Wound Management Strategy for Treatment of Localized Cutaneous Leishmaniasis Using the TIME Framework

Michela Iannone, MD; Teresa Oranges, MD, PhD; Valentina Dini, MD, PhD; Marco Romanelli, MD, PhD; Agata Janowska, MD


Wounds. 2021;33(1):E6-E9. 

In This Article

Abstract and Introduction


Introduction: The current drugs available for the treatment of cutaneous leishmaniasis (CL) often cause several adverse events, and the risk–benefit ratio is low due to the risk of severe complications. Current treatment recommendations are based on data from areas endemic for leishmaniasis and are not always perfectly applicable, especially in cases of imported CL. Thus, it is crucial to assess the level of severity in each case to provide the most appropriate treatment modality. The World Health Organization recommends simple wound care (with unspecified strategies) or local therapy as first-line treatment. Systemic treatments should be reserved for selected patients. Additionally, there is little evidence in the literature regarding local treatments, such as paromomycin ointments, imiquimod, local infiltration with antimonials, and physical treatments such as cryotherapy or thermotherapy.

Objective: The authors report the use of the tissue debridement, infection/inflammation management, moisture balance, and edge assessment (TIME) model of wound bed preparation in a case of localized ulcerated CL.

Case Report: A 32-year-old female developed ulcerated nodules at the sites of insect bites that occurred during a trip to Columbia and was diagnosed with localized CL. Wound management included daily wound bed cleansing, surgical debridement, and antimicrobial and secondary polyurethane foam dressings. The lesions completely healed in 30 days.

Conclusions: In the present case, the TIME approach simplified the local management of ulcerated CL, thereby improving both the healing process and cosmetic outcome. Further studies with a placebo-controlled group will be necessary to confirm the data.


Leishmaniasis is a disease caused by intracellular protozoan parasites belonging to the Leishmania genus. The disease is the result of the bite of a female sand fly (phlebotomine), which transmits the Leishmania parasites to the vertebrate host. Clinical manifestations vary, from simple self-healing skin ulcers to severe chronic mucocutaneous infections and life-threatening visceral diseases.[1] The severity of symptoms depends on both the parasitic species and the immune system of the infected host.[2]
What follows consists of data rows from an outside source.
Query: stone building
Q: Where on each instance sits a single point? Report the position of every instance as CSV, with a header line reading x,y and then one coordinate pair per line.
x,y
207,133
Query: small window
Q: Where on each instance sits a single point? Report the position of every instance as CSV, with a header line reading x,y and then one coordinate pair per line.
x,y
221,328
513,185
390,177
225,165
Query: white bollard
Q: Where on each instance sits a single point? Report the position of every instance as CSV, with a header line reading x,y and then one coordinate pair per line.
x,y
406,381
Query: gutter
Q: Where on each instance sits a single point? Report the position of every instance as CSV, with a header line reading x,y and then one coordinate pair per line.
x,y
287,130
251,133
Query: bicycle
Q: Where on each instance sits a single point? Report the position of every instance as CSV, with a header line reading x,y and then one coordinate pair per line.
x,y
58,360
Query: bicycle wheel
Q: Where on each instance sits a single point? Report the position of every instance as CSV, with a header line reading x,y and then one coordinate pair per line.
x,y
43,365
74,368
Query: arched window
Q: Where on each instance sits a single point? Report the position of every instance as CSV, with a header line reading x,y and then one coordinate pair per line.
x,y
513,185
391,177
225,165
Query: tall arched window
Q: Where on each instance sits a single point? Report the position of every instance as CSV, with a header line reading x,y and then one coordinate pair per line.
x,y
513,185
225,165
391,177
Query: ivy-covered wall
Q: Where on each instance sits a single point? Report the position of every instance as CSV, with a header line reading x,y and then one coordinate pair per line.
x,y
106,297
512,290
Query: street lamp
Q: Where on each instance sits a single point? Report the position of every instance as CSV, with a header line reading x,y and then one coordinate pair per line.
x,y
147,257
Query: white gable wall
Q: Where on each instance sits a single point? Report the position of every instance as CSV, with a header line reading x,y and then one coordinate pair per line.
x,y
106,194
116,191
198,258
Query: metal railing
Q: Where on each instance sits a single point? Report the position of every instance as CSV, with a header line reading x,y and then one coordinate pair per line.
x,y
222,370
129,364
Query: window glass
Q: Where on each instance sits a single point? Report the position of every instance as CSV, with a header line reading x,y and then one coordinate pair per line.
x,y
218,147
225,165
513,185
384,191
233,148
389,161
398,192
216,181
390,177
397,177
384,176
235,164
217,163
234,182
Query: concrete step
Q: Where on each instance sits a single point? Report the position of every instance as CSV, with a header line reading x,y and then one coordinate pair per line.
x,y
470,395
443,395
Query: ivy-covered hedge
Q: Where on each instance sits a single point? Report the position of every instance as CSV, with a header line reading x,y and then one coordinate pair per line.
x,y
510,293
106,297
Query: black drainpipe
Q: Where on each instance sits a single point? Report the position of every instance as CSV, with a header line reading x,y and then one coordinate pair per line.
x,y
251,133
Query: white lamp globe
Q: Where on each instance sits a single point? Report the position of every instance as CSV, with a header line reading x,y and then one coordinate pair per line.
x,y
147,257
The most common forms of leishmaniasis in people are cutaneous leishmaniasis (CL) and visceral leishmaniasis. Cutaneous leishmaniasis is the most prevalent clinical type of the disease and affects between 1 million and 1.5 million people globally.[1] Cutaneous leishmaniasis is characterized by an effective Th1 response activated by dendritic cells that uptake and process antigens (pattern recognition receptors–pathogen-associated molecular patterns interaction), migrate to the lymphoid organs, and activate the maturation of naive T cells.[1] The pivotal cytokines involved in this immune response are IL-12, IFN-g, and IL-17, which trigger a strong inflammatory response of macrophages against parasites. The progression of the disease may be related to the activation of a Th2 response that leads to the production of IL-4 and IL-10.[1] In addition, the Th1/Th2 interaction is not completely understood. Reports have suggested the involvement of CD8+ T cells, natural killer cells, and T regulatory cells with complex interactions modulated by the parasite.[1,3] Histopathological examination, immunohistochemistry, immunofluorescence, and electron microscopy have revealed the immunology of CL in vivo.[4] A correct diagnosis is usually obtained with medical and travel history, clinical findings (papules, plaques, ulcers, and/or nodules), and histological features.[5] In particular, histological examinations of amastigotes and Leishman-Donovan bodies have a sensitivity of 50% to 70%.[5] Cultural examination is difficult to perform, has a low sensitivity (30%), and is considered a second-level diagnostic test.[5] Additional diagnostic tests include isoenzyme analysis, monoclonal antibody analysis, and polymerase chain reaction studies. While the polymerase chain reaction study has a high sensitivity (97%), it is expensive and does not have a well-defined specificity.[5]

There are currently few drugs to treat CL, and several adverse events as well as poor evidence of efficacy have limited their use in treatment.[6] First-line treatments include simple wound care (with unspecified strategies) or topical treatments (paromomycin-containing ointments, imiquimod, local infiltration with antimonials, and physical treatment such as cryotherapy or local heat therapy).[6] Systemic treatments include pentavalent antimonials as first-line treatment and amphotericin B, allopurinol, ketoconazole, and miltefosine as second-line treatments.[5,6]

The authors report a clinical case of ulcerated CL to propose a specific wound care approach based on wound bed preparation (WBP) strategy realized through the tissue debridement, infection/inflammation management, moisture balance, and edge assessment (TIME) model. This systematic approach may simplify the local management of ulcerated CL, thereby potentially improving both the healing process and cosmetic outcome as well as limiting the risk of complications and need for systemic therapy.